Northwestern Medicine scientists have identified the role of key architectural proteins in the regulating the expression of the gene that is mutated in cystic fibrosis (CF).
The findings, published in the journal Nucleic Acids Research, shed light on the mechanisms controlling the gene, which underlies this life-threatening disease. CF affects 30,000 children and adults in the United States.
The discovery of the role of these architectural proteins could lead to novel drug therapies for some cystic fibrosis patients, says Ann Harris, PhD, professor in Pediatrics-Human Molecular Genetics at Northwestern University Feinberg School of Medicine.
“This finding is significant because for the first time we have a handle on proteins that can increase CF gene expression in many cell types. This provides new opportunities to target gene expression pathways for novel therapeutics,” said Harris, who is also program director of Human Molecular Genetics Program at Stanley Manne Children’s Research Institute.
It is widely known that mutations in the Cystic Fibrosis Transmembrane Conductance Regulator (CFTR) gene cause cystic fibrosis. Mutations in the gene result in lower levels of gene expression or the production of a defective protein by the same name. This is associated with thick, sticky mucus that clogs the lungs, leads to dangerous infections, and can also prevent the body from breaking down food and absorbing nutrients.
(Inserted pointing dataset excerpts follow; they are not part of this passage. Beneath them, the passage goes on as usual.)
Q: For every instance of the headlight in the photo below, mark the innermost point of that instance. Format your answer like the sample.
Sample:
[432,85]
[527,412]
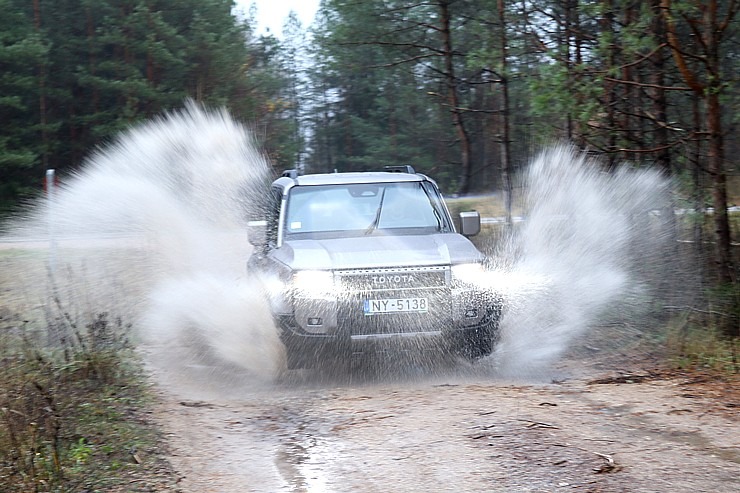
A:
[468,273]
[313,284]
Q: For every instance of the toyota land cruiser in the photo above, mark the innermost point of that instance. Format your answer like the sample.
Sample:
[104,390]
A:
[359,261]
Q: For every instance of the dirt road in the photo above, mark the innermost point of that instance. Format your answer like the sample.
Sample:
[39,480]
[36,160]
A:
[395,429]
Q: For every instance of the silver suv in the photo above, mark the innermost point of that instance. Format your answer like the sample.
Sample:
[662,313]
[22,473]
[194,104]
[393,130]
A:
[354,262]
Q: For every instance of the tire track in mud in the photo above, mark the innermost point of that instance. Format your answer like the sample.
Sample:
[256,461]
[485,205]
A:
[451,435]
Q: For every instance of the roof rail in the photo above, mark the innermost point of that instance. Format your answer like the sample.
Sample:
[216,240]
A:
[402,168]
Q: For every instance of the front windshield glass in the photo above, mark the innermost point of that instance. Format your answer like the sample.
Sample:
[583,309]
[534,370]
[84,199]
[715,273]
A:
[357,209]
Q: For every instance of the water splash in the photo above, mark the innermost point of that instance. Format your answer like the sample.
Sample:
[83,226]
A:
[167,203]
[581,254]
[156,220]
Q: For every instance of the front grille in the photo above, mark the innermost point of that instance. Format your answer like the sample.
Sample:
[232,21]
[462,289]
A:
[423,282]
[393,279]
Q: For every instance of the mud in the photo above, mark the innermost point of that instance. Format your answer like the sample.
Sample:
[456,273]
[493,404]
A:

Northwestern scientists, led by the paper’s first author Nehal Gosalia, ’14 PhD, previously observed two architectural proteins – CTCF and the Cohesin Complex – actively binding at sequences near the gene in epithelial cells, which are the site of CF disease.
In normal genes, says Gosalia, these proteins have important roles in the establishment and maintenance of gene expression – the process by which genes manufacture certain proteins. However, using chromosome conformation capture techniques and fluorescence microscopy, Gosalia showed that at the CFTR gene, the two architectural proteins have distinct, but critical roles in regulating the organization of the gene; with one acting as a mediator of interactions between regulatory sequences and the other as a stabilizer of the 3D structure of the active gene. Part of this work was a collaboration with graduate student, Daniel Neems in the lab of Steven Kosak, PhD, assistant professor in Cell and Molecular Biology.
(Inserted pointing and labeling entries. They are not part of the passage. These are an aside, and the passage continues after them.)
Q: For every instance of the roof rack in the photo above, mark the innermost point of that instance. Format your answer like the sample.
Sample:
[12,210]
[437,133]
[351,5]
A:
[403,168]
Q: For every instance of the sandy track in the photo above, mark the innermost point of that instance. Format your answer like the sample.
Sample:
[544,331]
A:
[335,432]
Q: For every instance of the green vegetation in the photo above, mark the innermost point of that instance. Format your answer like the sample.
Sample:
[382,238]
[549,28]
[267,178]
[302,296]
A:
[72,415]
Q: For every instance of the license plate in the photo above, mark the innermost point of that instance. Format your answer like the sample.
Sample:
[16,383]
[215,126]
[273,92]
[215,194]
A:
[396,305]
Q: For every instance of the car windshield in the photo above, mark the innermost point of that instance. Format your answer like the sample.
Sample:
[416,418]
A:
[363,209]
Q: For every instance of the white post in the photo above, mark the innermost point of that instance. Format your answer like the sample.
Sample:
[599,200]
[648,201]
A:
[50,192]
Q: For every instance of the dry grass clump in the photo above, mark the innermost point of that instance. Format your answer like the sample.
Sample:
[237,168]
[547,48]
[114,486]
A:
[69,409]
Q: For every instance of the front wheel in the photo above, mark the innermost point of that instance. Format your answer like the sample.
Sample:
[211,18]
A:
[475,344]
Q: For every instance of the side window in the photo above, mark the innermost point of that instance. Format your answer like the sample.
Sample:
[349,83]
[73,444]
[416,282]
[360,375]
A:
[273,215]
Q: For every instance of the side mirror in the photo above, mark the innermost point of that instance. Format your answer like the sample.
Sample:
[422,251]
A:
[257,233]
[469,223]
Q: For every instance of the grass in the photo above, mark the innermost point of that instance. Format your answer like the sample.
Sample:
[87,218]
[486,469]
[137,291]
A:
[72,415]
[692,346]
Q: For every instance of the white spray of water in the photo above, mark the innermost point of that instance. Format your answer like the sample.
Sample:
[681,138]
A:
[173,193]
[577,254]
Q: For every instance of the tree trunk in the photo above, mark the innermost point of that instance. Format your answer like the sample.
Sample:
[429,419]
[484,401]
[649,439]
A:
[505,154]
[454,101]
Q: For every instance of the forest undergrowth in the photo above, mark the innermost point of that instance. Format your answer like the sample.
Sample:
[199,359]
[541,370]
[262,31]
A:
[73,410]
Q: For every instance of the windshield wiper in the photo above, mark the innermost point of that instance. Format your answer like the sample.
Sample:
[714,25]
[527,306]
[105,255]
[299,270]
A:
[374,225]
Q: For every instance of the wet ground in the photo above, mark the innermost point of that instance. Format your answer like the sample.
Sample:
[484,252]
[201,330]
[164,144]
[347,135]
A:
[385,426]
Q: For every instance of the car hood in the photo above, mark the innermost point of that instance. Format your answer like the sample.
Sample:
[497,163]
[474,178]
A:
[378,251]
“We showed that these architectural proteins are responsible for fine-tuning the production of the cystic fibrosis gene mRNA through the maintenance and organization of its structure,” Gosalia said. “They are also involved in regulating the genetic landscape and the positioning of the gene in the nucleus.”
The information learned about these proteins at the CFTR gene could be used to create better therapeutics.
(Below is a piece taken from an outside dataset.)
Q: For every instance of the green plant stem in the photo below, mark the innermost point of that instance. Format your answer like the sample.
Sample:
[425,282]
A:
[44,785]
“Current drug therapies for cystic fibrosis target the defective protein, but not all patients have enough of this protein in their bodies to correct,” said Gosalia. “We want to better understand the process by which this gene is expressed, so it may lead to better drug therapies.”
The research was funded by the Cystic Fibrosis Foundation, National Institutes of Health grants R01 HL094585, and HD068901.